A adolescente de 15 anos que ficou gravemente ferida após uma queda de motocicleta na Avenida Carlos Lacerda, na Vila União, em Campinas, morreu na segunda-feira (2), depois de permanecer internada por mais de dez dias. Luana Cristina Cabral teve a morte encefálica confirmada pela equipe médica e foi sepultada nesta terça-feira (3).
O caso gerou comoção entre familiares e moradores do bairro, onde a jovem era conhecida.
Dinâmica do acidente
Segundo a Polícia Civil, o acidente ocorreu na madrugada de 21 de janeiro, por volta de 0h30. Luana estava na garupa de uma motocicleta conduzida por um rapaz de 22 anos, que ela havia conhecido pouco antes em uma adega.
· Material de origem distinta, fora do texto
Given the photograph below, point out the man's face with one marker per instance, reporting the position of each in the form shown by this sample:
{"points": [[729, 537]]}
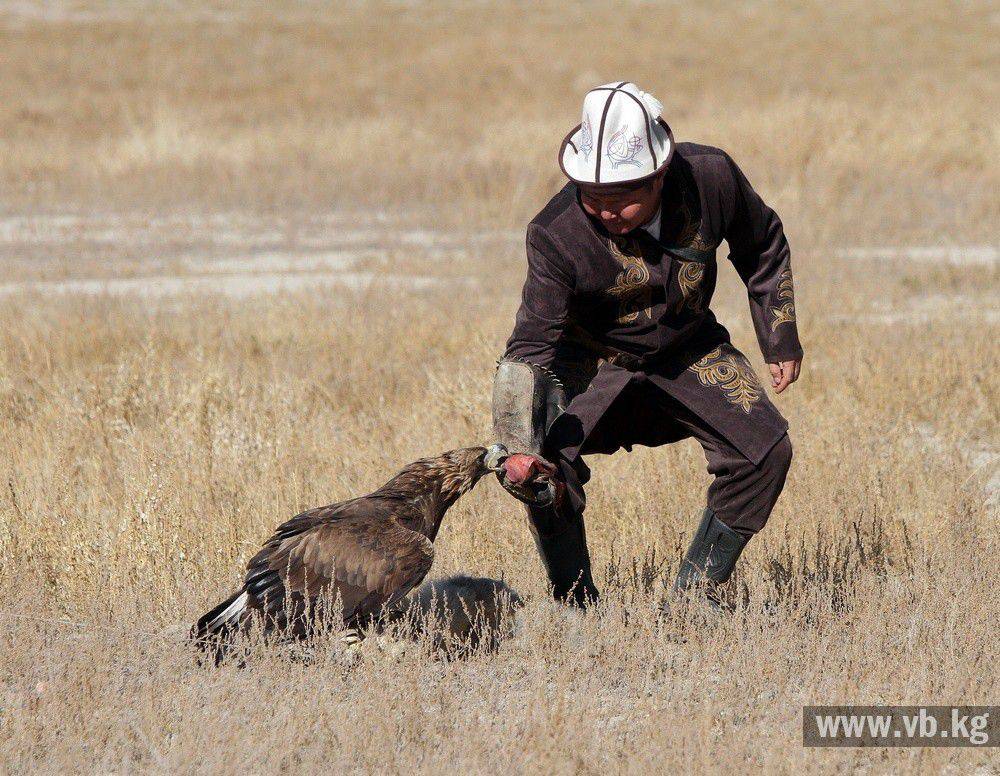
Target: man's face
{"points": [[621, 210]]}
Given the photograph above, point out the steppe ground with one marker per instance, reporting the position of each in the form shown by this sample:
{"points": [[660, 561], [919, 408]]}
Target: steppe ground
{"points": [[256, 256]]}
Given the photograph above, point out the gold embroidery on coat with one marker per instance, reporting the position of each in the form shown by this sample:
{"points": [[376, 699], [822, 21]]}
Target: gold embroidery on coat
{"points": [[733, 373], [689, 277], [631, 287], [785, 312]]}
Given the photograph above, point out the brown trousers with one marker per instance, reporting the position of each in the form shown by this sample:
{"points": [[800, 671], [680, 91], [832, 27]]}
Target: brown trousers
{"points": [[742, 494]]}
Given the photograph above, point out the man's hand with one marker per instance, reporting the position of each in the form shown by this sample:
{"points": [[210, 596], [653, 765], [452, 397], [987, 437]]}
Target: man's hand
{"points": [[784, 373], [520, 468], [532, 479]]}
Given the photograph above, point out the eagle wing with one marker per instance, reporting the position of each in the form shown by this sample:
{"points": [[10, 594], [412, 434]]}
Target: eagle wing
{"points": [[355, 551]]}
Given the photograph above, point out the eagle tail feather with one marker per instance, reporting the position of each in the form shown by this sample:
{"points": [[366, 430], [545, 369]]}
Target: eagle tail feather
{"points": [[214, 628]]}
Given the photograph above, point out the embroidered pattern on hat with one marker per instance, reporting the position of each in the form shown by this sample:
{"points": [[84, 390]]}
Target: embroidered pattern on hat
{"points": [[586, 139], [623, 148]]}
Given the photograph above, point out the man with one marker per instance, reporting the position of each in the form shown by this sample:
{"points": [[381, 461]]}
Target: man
{"points": [[614, 344]]}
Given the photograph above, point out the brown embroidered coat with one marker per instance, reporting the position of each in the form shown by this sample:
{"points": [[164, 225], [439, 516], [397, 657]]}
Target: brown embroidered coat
{"points": [[599, 309]]}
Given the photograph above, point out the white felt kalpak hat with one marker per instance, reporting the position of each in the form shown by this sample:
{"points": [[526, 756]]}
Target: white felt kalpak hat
{"points": [[621, 138]]}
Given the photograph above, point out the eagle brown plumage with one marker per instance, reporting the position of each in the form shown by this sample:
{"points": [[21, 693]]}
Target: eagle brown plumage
{"points": [[366, 552]]}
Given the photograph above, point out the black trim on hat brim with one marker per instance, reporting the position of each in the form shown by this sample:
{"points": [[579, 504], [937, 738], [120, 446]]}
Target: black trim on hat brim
{"points": [[618, 184]]}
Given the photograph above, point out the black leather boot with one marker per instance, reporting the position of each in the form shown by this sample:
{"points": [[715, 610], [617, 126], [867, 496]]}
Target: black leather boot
{"points": [[711, 557], [562, 544]]}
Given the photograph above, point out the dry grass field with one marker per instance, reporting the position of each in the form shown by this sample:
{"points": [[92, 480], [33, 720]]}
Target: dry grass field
{"points": [[256, 256]]}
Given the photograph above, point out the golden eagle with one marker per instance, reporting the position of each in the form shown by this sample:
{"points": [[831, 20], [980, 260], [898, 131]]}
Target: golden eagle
{"points": [[365, 553]]}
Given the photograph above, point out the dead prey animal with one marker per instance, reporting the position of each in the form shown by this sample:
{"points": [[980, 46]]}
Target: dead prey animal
{"points": [[365, 554]]}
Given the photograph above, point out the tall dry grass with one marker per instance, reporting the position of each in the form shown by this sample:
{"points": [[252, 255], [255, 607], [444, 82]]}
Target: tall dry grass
{"points": [[150, 443]]}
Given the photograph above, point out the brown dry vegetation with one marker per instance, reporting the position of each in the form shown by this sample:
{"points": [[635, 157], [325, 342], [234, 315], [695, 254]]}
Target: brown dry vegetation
{"points": [[150, 442]]}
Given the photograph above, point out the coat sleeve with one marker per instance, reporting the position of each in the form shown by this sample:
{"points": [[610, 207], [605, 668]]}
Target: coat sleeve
{"points": [[545, 301], [760, 253]]}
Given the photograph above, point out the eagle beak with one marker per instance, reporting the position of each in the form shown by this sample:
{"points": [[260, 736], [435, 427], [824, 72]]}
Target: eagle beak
{"points": [[494, 458]]}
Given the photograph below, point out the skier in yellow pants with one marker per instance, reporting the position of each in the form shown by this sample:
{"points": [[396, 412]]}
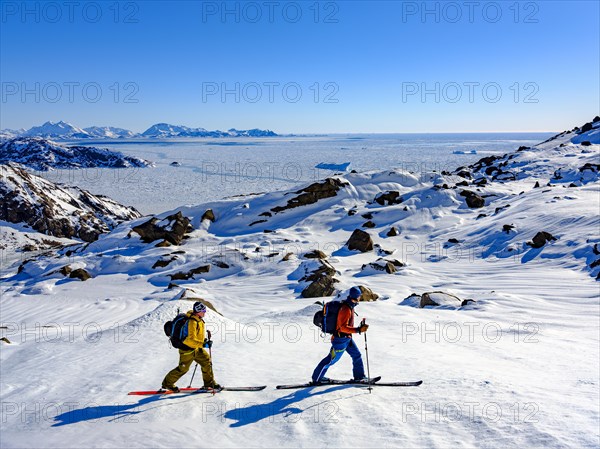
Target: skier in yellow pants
{"points": [[195, 342]]}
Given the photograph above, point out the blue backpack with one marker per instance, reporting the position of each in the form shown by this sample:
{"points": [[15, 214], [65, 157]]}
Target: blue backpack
{"points": [[177, 331], [326, 318]]}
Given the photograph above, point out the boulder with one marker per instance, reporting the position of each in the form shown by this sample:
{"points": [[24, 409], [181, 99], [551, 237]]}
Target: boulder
{"points": [[393, 232], [367, 294], [507, 228], [316, 254], [321, 281], [540, 239], [171, 229], [361, 241], [474, 201], [81, 274], [320, 288], [436, 299], [587, 127], [161, 263], [190, 274], [390, 198], [208, 215], [383, 265], [313, 193]]}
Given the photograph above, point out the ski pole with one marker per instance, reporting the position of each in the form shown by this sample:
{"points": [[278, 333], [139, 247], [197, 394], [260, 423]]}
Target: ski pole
{"points": [[193, 374], [367, 355]]}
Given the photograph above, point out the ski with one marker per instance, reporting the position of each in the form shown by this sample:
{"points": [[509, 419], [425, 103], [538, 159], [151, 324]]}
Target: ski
{"points": [[374, 383], [399, 384], [330, 382], [195, 390]]}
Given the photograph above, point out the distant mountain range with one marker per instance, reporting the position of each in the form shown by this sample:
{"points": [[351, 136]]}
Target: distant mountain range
{"points": [[66, 131], [41, 154]]}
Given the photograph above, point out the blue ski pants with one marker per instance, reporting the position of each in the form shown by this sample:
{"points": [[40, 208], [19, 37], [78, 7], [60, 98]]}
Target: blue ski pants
{"points": [[339, 345]]}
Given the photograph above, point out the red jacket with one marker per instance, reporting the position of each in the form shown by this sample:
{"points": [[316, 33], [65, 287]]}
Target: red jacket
{"points": [[345, 324]]}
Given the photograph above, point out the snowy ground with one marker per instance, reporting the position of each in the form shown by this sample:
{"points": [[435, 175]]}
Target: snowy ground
{"points": [[517, 368]]}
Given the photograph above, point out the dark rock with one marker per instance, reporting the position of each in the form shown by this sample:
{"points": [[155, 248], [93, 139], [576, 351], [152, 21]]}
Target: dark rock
{"points": [[321, 281], [320, 288], [507, 228], [446, 299], [381, 265], [81, 274], [490, 170], [367, 294], [390, 198], [172, 229], [325, 269], [587, 127], [474, 201], [393, 232], [57, 210], [257, 222], [589, 166], [316, 254], [540, 239], [161, 263], [190, 274], [313, 193], [360, 240], [505, 176], [208, 215], [219, 264]]}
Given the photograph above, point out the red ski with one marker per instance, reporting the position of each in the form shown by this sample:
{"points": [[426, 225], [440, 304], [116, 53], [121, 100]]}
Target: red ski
{"points": [[195, 390]]}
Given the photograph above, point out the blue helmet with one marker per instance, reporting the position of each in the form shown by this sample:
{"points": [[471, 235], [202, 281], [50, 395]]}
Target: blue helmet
{"points": [[199, 307], [355, 293]]}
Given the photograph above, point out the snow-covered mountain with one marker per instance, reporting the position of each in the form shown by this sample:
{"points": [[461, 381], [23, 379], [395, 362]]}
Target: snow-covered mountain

O boletim de ocorrência aponta que o condutor trafegava em alta velocidade, perdeu o controle da motocicleta e colidiu contra um poste. Uma câmera de segurança registrou o momento do impacto.
Segundo o registro policial, o motociclista não possuía habilitação para conduzir motocicleta. No momento do acidente, a adolescente também não utilizava capacete.
Relato da Polícia Civil
O delegado titular do 6º Distrito Policial de Campinas, Elton Costa, detalhou o que foi apurado até o momento pela investigação. “Elas estavam numa praça, eram por volta de quatro meninas no começo da noite, conversando com familiares, quando esse rapaz, acompanhado de mais um, chegou de motocicleta, começou a conversar com elas e, em seguida, uma das moças deu uma volta com ele de moto pela rua; depois, a vítima também manifestou interesse e saiu com ele para passear, a família ficou apreensiva porque ela demorou a retornar e só teve informações do que havia ocorrido praticamente na manhã do outro dia, quando, após buscas nos hospitais da cidade, soube que ela estava internada e que tinha acontecido um acidente com esse rapaz”.
Socorro e atendimento médico
A adolescente foi socorrida pelo Corpo de Bombeiros e encaminhada ao Hospital da PUC-Campinas, onde deu entrada com sangramento intracraniano, fratura no fêmur direito, além de fratura e múltiplas escoriações no rosto.
O motociclista sofreu fratura na perna direita e foi atendido pelo Samu, sendo encaminhado à UPA Campo Grande. A motocicleta, uma Yamaha MT-03, foi apreendida, já que o condutor não possuía habilitação.
Álcool não foi constatado
A Polícia Civil informou que não foi possível confirmar se o motociclista havia ingerido bebida alcoólica antes do acidente. Segundo o delegado, o condutor foi ouvido apenas dias depois, o que inviabilizou a realização de exame que pudesse comprovar ingestão de álcool.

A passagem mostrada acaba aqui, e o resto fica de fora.